Does the queen make an appearance? 
*


----------



## Mr.Beeman

By the way the bees were acting, I'm thinking the queen was in your second "ball" of bees that you placed on the frames.


----------



## PatBeek

Mr.Beeman said:


> By the way the bees were acting, I'm thinking the queen was in your second "ball" of bees that you placed on the frames.


I believe you are correct because they were marching in that direction.

So here's my dilemma as a foundationless nut: 

The queen probably made her way into the hive before I could spot her. Given that this cut-out didn't have much comb and I refuse to use foundation, it's very tough to spot the queen in a hive with no comb. Also, since my hives at home are coming out of winter, I walk a fine-line with pulling supplies from them until the flow starts heavily.

It's just a minor inconvenience in the grand scheme of things, however. 

.


----------



## Mr.Beeman

Well Pat, you are making the transition from TBH to Langs, albeit very slowly, it is only a matter of time that you start running foundation. lol
You MUST have some comb from your TBH's that you can band into the lang frames?


----------



## PatBeek

Mr.Beeman said:


> Well Pat, you are making the transition from TBH to Langs, albeit very slowly, it is only a matter of time that you start running foundation. lol
> You MUST have some comb from your TBH's that you can band into the lang frames?


Yes, I have done that extensively already. But once I get a good slew of Langs off the ground this spring, I will no longer have to resort to such drastic operations to shore up weaker Langs.

And by the way, I'm not making a full transition to Langs. I still plan on using both, especially due to customer demand. It's just that right now, I'm extremely deficient in my Lang stock and have been using those exclusively for cutouts lately.

.


----------



## aunt betty

Build a bee vac. You need one of the stanley shop vacs. The small yellow one.
Get a shop vac drain hero for the bottom. (big box lumber store)
Get one of the mesh trash cans from Bed Bath and Beyond. (it nests into a 5-gallon bucket).
Use a 1/2" shim to "jack the waste can up from the bottom of the bucket. 
Drill a hole in bottom with a hole saw, forget what size...2" will do.
Glue the drain hero onto the bottom over the hole so you can attach your shop vac hose there.
Cut a hole the exact size of your hose connection into the lid. That's the working end.
After you fill a bucket you staple or tape a piece of bug screen over that hole in the lid.
Make two or three buckets as described because sometimes a colony is so big it takes three.
Pictures in next post.

Hint: cut the rim off the waste can. Then try and squeeze it onto the bucket from the outside. This stretches the mesh and makes it fit perfectly.
Another hint: shop around at garage sales and craigslist for shop vac hoses. You'll want the big ones if possible.
Yet another: Get where you can tell when there is about 3# of bees in the bucket. Over-fill it and they'll die.


----------



## aunt betty

Here you go.






























Now about finding the queen. If you smoke them during the cutout generally the queen runs and hides. Almost every single cutout I've done the queen was found after nearly all the bees had been sucked up in the bee vac. It's the usual thing. (if you use smoke)


----------



## PatBeek

aunt betty said:


> Build a bee vac.


Aunt Betty, Aunt Betty, AUNT BETTY !!!!!

Haven't you seen my previous removal videos?

YOU. ARE. KILLING. ME.

:lookout:

I do have a cheap Buckethead Vac. It serves me well.

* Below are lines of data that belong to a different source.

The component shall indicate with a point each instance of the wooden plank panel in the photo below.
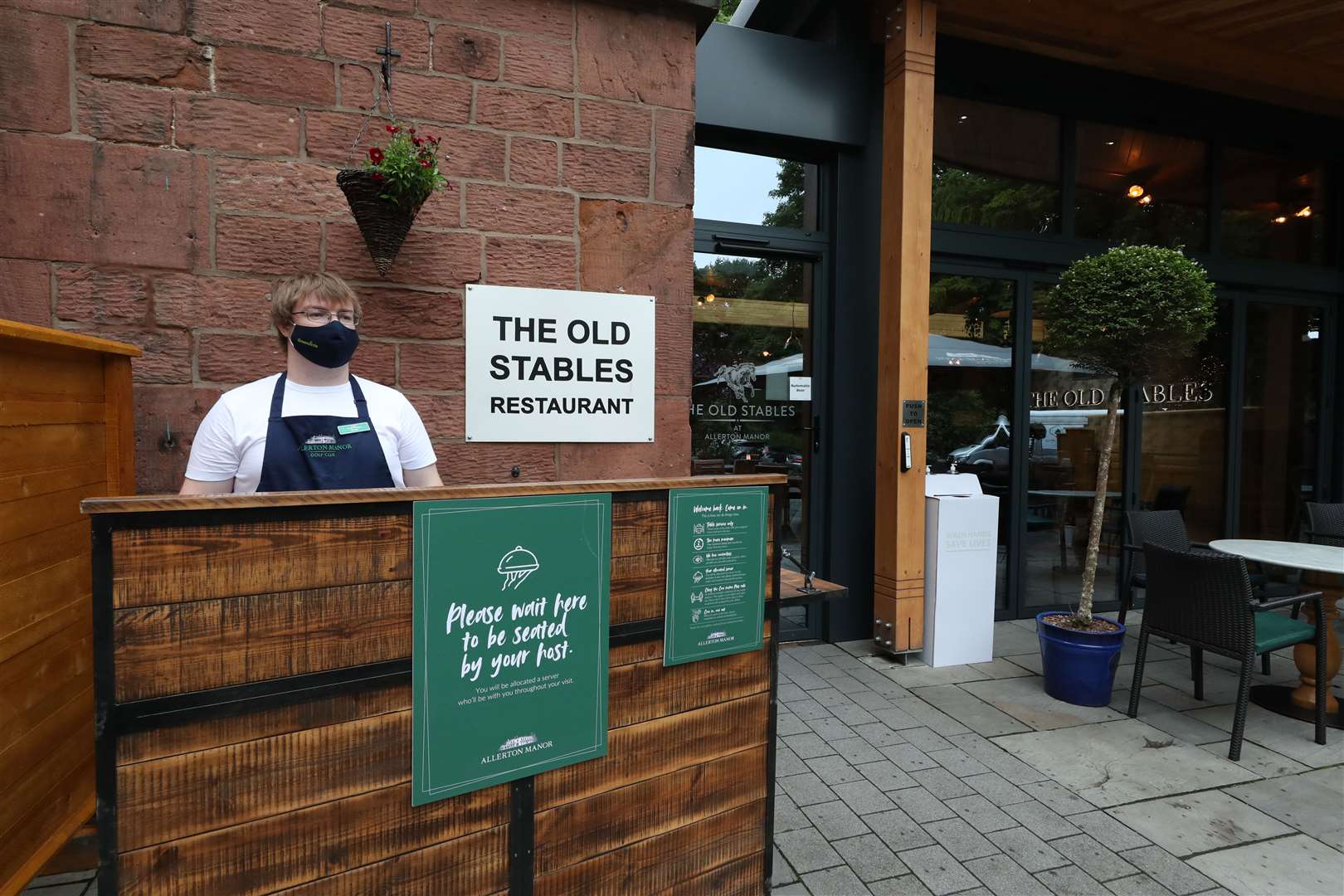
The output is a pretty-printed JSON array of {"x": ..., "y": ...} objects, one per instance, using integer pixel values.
[
  {"x": 27, "y": 555},
  {"x": 194, "y": 563},
  {"x": 46, "y": 826},
  {"x": 26, "y": 485},
  {"x": 149, "y": 503},
  {"x": 608, "y": 821},
  {"x": 639, "y": 527},
  {"x": 60, "y": 743},
  {"x": 179, "y": 648},
  {"x": 743, "y": 878},
  {"x": 37, "y": 411},
  {"x": 309, "y": 844},
  {"x": 143, "y": 746},
  {"x": 43, "y": 679},
  {"x": 30, "y": 373},
  {"x": 178, "y": 796},
  {"x": 661, "y": 861},
  {"x": 660, "y": 746},
  {"x": 650, "y": 689},
  {"x": 45, "y": 512},
  {"x": 463, "y": 867}
]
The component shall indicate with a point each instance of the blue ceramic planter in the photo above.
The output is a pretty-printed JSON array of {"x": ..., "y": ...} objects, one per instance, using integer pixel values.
[{"x": 1079, "y": 666}]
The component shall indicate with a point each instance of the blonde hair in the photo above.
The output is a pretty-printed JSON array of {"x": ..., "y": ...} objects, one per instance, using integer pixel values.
[{"x": 290, "y": 290}]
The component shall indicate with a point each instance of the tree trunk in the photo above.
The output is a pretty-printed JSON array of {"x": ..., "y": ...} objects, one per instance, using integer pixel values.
[{"x": 1098, "y": 505}]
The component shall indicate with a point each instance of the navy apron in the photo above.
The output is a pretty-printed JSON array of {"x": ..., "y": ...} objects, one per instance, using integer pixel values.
[{"x": 318, "y": 451}]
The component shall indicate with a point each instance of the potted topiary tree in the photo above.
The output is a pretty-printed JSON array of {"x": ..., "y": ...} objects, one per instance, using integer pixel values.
[{"x": 1129, "y": 314}]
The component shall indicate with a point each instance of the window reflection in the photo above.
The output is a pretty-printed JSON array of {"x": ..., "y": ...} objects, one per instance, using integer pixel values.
[
  {"x": 1068, "y": 421},
  {"x": 971, "y": 391},
  {"x": 1273, "y": 207},
  {"x": 1138, "y": 187},
  {"x": 995, "y": 167}
]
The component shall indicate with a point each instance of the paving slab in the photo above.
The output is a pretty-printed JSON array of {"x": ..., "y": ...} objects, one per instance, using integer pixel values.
[
  {"x": 834, "y": 770},
  {"x": 903, "y": 885},
  {"x": 997, "y": 789},
  {"x": 1199, "y": 822},
  {"x": 898, "y": 830},
  {"x": 1120, "y": 762},
  {"x": 886, "y": 777},
  {"x": 1042, "y": 820},
  {"x": 1108, "y": 832},
  {"x": 869, "y": 859},
  {"x": 1004, "y": 878},
  {"x": 1313, "y": 804},
  {"x": 1027, "y": 850},
  {"x": 1266, "y": 763},
  {"x": 863, "y": 796},
  {"x": 960, "y": 839},
  {"x": 942, "y": 783},
  {"x": 981, "y": 813},
  {"x": 971, "y": 709},
  {"x": 1137, "y": 885},
  {"x": 835, "y": 820},
  {"x": 1296, "y": 864},
  {"x": 938, "y": 871},
  {"x": 1001, "y": 668},
  {"x": 806, "y": 850},
  {"x": 1094, "y": 859},
  {"x": 1027, "y": 702},
  {"x": 1070, "y": 880},
  {"x": 1285, "y": 737},
  {"x": 923, "y": 805},
  {"x": 958, "y": 762},
  {"x": 835, "y": 880}
]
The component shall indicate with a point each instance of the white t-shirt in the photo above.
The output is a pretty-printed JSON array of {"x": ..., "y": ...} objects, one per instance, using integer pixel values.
[{"x": 231, "y": 440}]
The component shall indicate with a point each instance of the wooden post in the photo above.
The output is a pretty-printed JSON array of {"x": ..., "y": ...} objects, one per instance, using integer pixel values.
[{"x": 903, "y": 329}]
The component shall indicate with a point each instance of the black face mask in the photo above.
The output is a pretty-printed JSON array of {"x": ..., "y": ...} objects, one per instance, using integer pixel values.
[{"x": 332, "y": 344}]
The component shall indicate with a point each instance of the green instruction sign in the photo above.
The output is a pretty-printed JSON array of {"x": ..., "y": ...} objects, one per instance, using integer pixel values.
[
  {"x": 715, "y": 596},
  {"x": 511, "y": 638}
]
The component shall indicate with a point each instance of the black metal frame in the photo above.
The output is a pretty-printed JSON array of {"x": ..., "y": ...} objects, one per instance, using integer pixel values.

I opted not to use a vac on this removal. I thought it unnecessary.

Your homework tonight is to go back and watch all my removal videos and see how often I've used my vac in the past.

Quiz tomorrow at 8am.

By the way, thanks for those vac directions. I will look at them and see if it's an improvement on mine. I'm always open to new cheap designs.

.


----------



## PatBeek

aunt betty said:


> Now about finding the queen. If you smoke them during the cutout generally the queen runs and hides. Almost every single cutout I've done the queen was found after nearly all the bees had been sucked up in the bee vac. It's the usual thing. (if you use smoke)


I didn't smoke them until 99.9% of them were in my hive and after I scoured the inside of the structure for the queen trying to hide.

And yes, often times I find the queen in the vac bucket.

I appreciate you watching and commenting as always.

I'm not a know-it-all. I'm just tryna explain what happened if the video didn't make it clear enough.


.


----------